La présente démarche, loin d’être purement descriptive, vise à comprendre comment l’institution ministérielle, enfermée dans un statut contraignant, peu favorisée par la distribution constitutionnelle des compétences, trouve cependant les voies de l’exercice de sa fonction. La condition statutaire du ministre est-elle un obstacle à l’expression de son pouvoir ? Si elle ne l’est pas, comment s’opère alors l’ajustement de ces deux ordres ? Ces interrogations commandent de garder à l’esprit quelques réflexions devant imprégner la conduite du travail.
Un premier niveau doit consister à opérer une synthèse des compétences et missions ministérielles. Bien souvent, du fait du cloisonnement des branches du droit, la question n’est évoquée que partiellement et, dans les ouvrages d’ensemble, assez brièvement. Cette revue ne fera cependant pas l’objet d’une division à part entière, mais sera utilisée de manière transversale, pour alimenter à la fois la réflexion sur le statut du ministre, ses compétences, et permettra de se positionner dans les débats relatifs à l’étendue du pouvoir, notamment réglementaire, conféré ou non au ministre.
Le second degré de considération doit s’attacher à démontrer que les compétences ne suffisent pas à rendre compte d’une autorité. Il s’agit d’étudier par quels moyens, quels processus, le ministre exerce un pouvoir plus grand que ses compétences le laissent augurer. L’idée est de démontrer qu’au-delà de la lettre du texte, existe et persiste une sorte d’essence ministérielle, qui impose volens nolens l’existence d’un certain nombre de pouvoirs fondamentaux.

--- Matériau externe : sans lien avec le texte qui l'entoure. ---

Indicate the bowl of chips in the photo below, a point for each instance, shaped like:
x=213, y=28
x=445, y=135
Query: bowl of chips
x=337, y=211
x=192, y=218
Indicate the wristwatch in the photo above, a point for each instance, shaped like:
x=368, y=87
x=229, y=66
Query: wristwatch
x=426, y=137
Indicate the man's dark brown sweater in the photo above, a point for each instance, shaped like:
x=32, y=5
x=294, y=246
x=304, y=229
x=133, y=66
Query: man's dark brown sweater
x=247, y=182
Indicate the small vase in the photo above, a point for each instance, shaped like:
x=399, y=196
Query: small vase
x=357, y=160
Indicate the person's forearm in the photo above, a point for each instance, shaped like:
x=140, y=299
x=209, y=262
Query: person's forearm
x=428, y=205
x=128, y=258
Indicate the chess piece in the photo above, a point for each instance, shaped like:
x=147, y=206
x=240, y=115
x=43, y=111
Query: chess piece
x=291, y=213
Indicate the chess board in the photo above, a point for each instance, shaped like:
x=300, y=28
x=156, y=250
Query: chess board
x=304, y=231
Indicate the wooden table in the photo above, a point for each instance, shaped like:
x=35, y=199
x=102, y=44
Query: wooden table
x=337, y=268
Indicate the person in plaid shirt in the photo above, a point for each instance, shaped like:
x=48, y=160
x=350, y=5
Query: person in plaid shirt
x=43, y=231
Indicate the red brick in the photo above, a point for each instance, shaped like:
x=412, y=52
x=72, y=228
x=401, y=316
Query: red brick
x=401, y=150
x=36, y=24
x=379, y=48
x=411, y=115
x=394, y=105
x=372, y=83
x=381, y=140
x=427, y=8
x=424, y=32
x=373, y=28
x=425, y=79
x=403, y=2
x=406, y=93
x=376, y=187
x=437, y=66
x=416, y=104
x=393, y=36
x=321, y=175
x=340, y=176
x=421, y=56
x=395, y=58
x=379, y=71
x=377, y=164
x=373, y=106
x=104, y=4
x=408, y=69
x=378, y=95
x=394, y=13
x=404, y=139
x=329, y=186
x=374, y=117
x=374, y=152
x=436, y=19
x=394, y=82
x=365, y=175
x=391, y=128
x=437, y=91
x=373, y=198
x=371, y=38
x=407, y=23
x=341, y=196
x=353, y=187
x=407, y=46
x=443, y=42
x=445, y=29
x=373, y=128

Enfin, sur un dernier plan, l’organe ministériel pourrait témoigner de ce que l’esprit d’un régime et, fondamentalement, d’une Constitution, trouve en lui-même les méthodes pour pallier les insuffisances d’un texte, et de ses dispositions, afin de réajuster le jeu institutionnel. En d’autres termes, ce n’est pas parce que le ministre est peu évoqué par le texte constitutionnel, que sa fonction est changée en quoi que ce soit. Le statut est quelque peu différent ; la fonction est inchangée. De là, la fonction ministérielle s’accomplit et le ministre exerce un certain pouvoir, car il est de l’essence du ministre d’accomplir une certaine fonction.
Ces différentes propositions peuvent prendre place au sein d’une réflexion menée en deux temps. Ainsi, ce n’est qu’une fois démontré l’affaiblissement du ministre dans sa condition ( Première partie ), qu’il sera permis de résoudre le paradoxe que nous évoquions au seuil de cette introduction. Il s’agira alors de mettre en lumière l’émancipation du ministre dans l’exercice de sa fonction ( Seconde partie ). L’affirmation de ce syncrétisme, dictée bien davantage par volonté de cohésion que par tentation d’irénisme, devrait permettre de rendre compte d’une situation complexe mais finalement cohérente.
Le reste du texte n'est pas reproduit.